In the past few years, significant progress has been made toward maize biofortification. Conventional breeding has led to the development of a few high β-carotene maize lines having a maximum of 13.6 μg g−1 of provitamin A g−1 dry weight kernel that approach the target of 15 μg g−1 of provitamin A g−1 dry weight kernel (Kurilich and Juvik 1999; Islam 2004; Harjes et al. 2008). Biofortified maize lines containing ≤15 μg β-carotene/g dry kernel weight have been successfully developed by the breeders (Yan et al. 2010). Now these identified source lines are being routinely used as parents for new crosses to obtain new sources with greater provitamin A carotenoids. As breeding programme is cyclic in nature, there is need of continuous screening of germplasm and to exploit the natural variability available through molecular marker-assisted selection (MAS) for biofortification purpose.

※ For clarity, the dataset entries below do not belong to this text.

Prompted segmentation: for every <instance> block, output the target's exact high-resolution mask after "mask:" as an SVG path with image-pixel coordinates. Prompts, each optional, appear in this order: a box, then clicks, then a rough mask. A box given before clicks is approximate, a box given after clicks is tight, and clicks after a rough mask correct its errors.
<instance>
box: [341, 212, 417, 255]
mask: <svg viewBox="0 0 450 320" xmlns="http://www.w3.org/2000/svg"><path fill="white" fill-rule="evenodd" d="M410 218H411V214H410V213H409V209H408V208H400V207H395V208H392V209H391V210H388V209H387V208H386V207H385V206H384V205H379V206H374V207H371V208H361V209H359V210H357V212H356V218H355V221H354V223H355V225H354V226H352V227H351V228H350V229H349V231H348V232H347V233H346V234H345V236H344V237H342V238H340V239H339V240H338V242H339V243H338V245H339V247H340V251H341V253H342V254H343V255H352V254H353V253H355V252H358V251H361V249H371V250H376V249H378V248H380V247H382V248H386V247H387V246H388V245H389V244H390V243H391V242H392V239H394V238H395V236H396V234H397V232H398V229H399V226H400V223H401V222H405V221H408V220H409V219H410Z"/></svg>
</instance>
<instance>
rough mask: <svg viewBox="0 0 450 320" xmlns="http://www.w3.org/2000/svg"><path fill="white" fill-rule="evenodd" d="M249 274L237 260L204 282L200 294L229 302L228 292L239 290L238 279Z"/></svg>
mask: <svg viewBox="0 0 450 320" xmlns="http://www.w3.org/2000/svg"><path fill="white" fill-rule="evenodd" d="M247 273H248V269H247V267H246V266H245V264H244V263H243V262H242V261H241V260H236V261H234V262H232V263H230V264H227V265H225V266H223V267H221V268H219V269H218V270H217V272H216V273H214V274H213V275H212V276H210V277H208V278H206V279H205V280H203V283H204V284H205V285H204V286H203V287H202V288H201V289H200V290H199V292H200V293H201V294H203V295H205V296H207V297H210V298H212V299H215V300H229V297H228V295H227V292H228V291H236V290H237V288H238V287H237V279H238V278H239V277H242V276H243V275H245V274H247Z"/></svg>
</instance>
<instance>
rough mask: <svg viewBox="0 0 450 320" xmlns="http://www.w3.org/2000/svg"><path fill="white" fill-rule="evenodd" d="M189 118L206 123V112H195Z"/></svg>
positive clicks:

Transgenic strategies provide important tools to transfer the desired trait from one species to another. Aluru et al. (2008) show that maize seeds can be metabolically engineered to produce high levels of provitamin A comparable to 50 % EAR values by overexpressing the bacterial crtB and crtI genes in an endosperm-specific manner, using a modified and highly active c-zein promoter. As maize exhibit considerable natural variation for provitamin A carotenoids, transgenic approaches have not been used for its biofortification.

10 Future Perspectives

Maize biofortification for provitamin A carotenoids benefits human health and also adds to commercial value of food as these are natural colorants. National germplasm collections hold untapped potential for maize improvement. Biofortification of maize requires large-scale germplasm screening and utilization of identified high provitamin A carotenoid material into the breeding programme. There is need to identify more QTLs through population development, whereas mutational studies can provide an insight about the regulatory points. Similarly, stage-specific metabolite profiling and its correlation to candidate gene expression will provide important information regarding regulation chemistry and expression patterns. So, an interdisciplinary approach including biochemistry, genetics, plant breeding, and nutrition is required for understanding and identifying more QTLs, the rate-limiting steps of the pathway, gene expression patterns with respect to time, allozymic diversity, etc., which, in turn, might provide important information for deciding futuristic strategies. Furthermore, the developed biofortified maize material should not only contain higher quantities of provitamin A carotenoids but also have all other crucial traits including higher yield, insect-pest and disease resistance, and better nutritional quality.